Anenome: It doesn't actually matter, actually. Because if the producer is incorrect, he will quickly realize this fact or be forced in short order to go out of business. By virtue of losing money he will be unable to bid up the price of that good anymore.

That would true regardless of where his income is coming from. If he is funneling his profits from the sale of good A to start up new production on good B, then a decrease in sales of good A would prevent him from bidding up the price of the factors of good B. But this doesn't mean that good B won't sell at the price he expects it to. Similarly, if no one is currently buying good B, it doesn't mean a priori that no one in the future will buy good B at the expected price.

Actual consumer demand is tested every day, through actual sales. Businessmen then use that as data today to change strategy for tomorrow and longer-term generally. Thus prices are like an ocean in turmoil, always seeking equilibrium but never finding it, but certainly finding a median value.

So the calculation argument actually rests on empirical reasons? Businessmen study human action in the same way that natural scientists study the weather?

Absent prices, how would a planner know which of a thousand coal producing pits to buy coal from? He cannot know. Which coal producers are the most efficient? No idea. Which should be rewarded for good management and oversight? Can't tell. Pick one out of a hat.

How does a business determine which employees are most efficient?

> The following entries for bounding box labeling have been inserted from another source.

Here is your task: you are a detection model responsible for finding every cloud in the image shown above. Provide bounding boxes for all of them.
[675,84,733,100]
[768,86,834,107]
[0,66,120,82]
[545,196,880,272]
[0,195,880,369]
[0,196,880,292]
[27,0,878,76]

Not solely. Price goes much beyond that. It motivates market activity on both sides. Let's say you sell coal, and the price of coal suddenly begins to increase sharply. You, as a coal producer, can make much more money by increasing production. And if you expect this trend to continue for awhile, that is for prices to stay high, then you might even be willing to take out loans for new equipment to get at certain coal patches that would be otherwise difficult and more expensive to mine. But with coal prices as high as they are now and no end in sight, it will be economical to mine that coal. So you do it, and use price as a signal to increase production.

I meant the prices of both the inputs and the outputs, which gives you the profit.

Not really. His point about an external reference is a reference exteneral to each individual viewer. A price serves that function of external reference. And it arises from realities in other invisible parts of the economy that the individual doesn't need to know about, he only has to see that those events cause an increase or decrease in price to understand what action is in his interest as a result.

Thus, there might be five oil field that dry up. He doesn't need to know this or be told to increase production. He only sees the price of oil rise and realizes it's in his interest to increase production, and thus he will. Absent a price structure, and thus absent that level of fine-grained communication, a planner could not approximate the same result through other communication channels.

I don't think it's that simple. Not only does he need to know that the price has risen (i.e. that people have bought the item at a higher price in the recent past than in the distant past) but also that people will buy the additional goods that he plans to produce. And in order to increase production, resources must be reallocated from another area. What if that area required a lot of oil? Reallocating the resources might then itself reduce the demand for oil.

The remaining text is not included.